Provide some of the advantages of homeownership, such as building up equity by paying off a mortgage, and tax advantages like being able to deduct real estate taxes and mortgage interest.
Provide the advantage of no outside maintenance, because the dwellings usually are maintained by a homeowners association in the case of condominiums or a board in the case of a cooperative.
These forms of ownership are unique because they involve ownership by more than one person, but the owners aren’t known to each other nor are they in a business venture together.
Strictly speaking, you don’t own real estate when you’re part of a cooperative. You own shares in a corporation that owns the real estate. As a shareholder, you receive a proprietary lease that enables you to occupy your apartment. Your ownership interest in a cooperative is treated like real estate, including the ability to finance your purchase like a mortgage, except that your shares are collateral for the loan.
A board of directors of the corporation makes rules and policies for the building, collects monthly fees from shareholders and maintains the building, and pays the taxes and any other expenses that may exist, like emergency repairs and a mortgage on the building itself.
This mortgage on the building is generally referred to as the underlying mortgage and can sometimes make the monthly common charges a little more expensive than in a condominium because the share owners are responsible for payments on the underlying mortgage.
Two issues that frequently are considered disadvantages of cooperative ownership are
Shared liability. Whenever shareholders default on their common charges, the other shareholders are liable. This issue can become serious whenever too many shareholders default on their payments and the other shareholders have to pay the share of the money that wasn’t paid by the defaulting shareholders.
Cooperative board approval of newcomers. Requiring board approval of new cooperative buyers whenever someone sells shares in a cooperative is the fairly common practice. The requirement allows new owners to be screened for financial ability to pay their loans and common charges, but it also may hold up the sale of a unit while a prospective buyer undergoes the board approval process.
Cooperative boards in many places may not be required to reveal the reasons they turn down a specific buyer.
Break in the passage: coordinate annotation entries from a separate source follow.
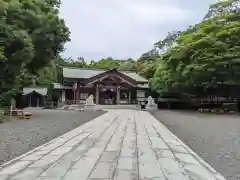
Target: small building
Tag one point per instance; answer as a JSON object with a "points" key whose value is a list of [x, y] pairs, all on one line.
{"points": [[34, 96], [107, 86]]}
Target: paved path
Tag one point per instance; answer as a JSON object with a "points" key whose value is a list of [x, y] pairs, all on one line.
{"points": [[119, 145]]}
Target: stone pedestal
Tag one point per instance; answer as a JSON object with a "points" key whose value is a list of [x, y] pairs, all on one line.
{"points": [[151, 105], [89, 105]]}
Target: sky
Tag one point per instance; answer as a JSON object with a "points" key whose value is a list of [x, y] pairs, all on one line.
{"points": [[124, 29]]}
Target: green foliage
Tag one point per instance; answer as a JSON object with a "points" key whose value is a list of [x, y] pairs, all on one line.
{"points": [[204, 55], [31, 36]]}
Condominium ownership is a form of group ownership that involves actually getting a deed to your individual ownership interest. In general, the deed describes the airspace you own, which you own as a tenant in severalty, and your share as a tenant in common of the land under and around your unit. A homeowners association usually collects set monthly fees, which pay for maintenance of the condominium building and complex.
Individual condo owners are responsible for paying their own property taxes, so defaulting on your tax obligations can result in a foreclosure on the unit but not on the entire complex. Condominiums often are associated with complexes in the suburbs and are thought of as low-rise one- and two-story attached housing units. Condominiums, however, may also be found in high-rise buildings in urban areas.
Find out what the term “townhouse” means in your home state. Originally a term used to describe two- or three-story attached housing in urban areas, townhouses now are usually located in planned unit developments.
Planned unit developments
The planned unit development (PUD) is a somewhat hybrid form of ownership. In theory, a PUD is a large development often having mixed uses, such as different types of residential and commercial uses, and built by a single developer. In practice, a PUD may have only residential uses. Like a condominium, PUDs often are overseen by a homeowners association, and common charges paid by the homeowners go for outside maintenance.
How a PUD often differs from a condominium is that the owner of a PUD unit also owns land beneath it. In a condominium, you own the unit individually but the land under and around it as a tenant in common with others. You usually own land in a PUD.
You also usually own so-called common areas like recreation facilities, walking paths, and the internal roads as a tenant in common with others, just like a condominium. You should find out how the term PUD is used in your home state with respect to developments and property ownership.
In a time share, a person has either a fractional ownership in a property or the right to use a property for a limited period of time each year or both.
Ownership in a time share may actually convey a fee simple ownership interest in the property. You have unlimited rights to the extent of your ownership interest, even if that ownership interest is the last two weeks in August every year. A person with a time share use interest leaves ownership of the property in the hands of a corporation or an individual.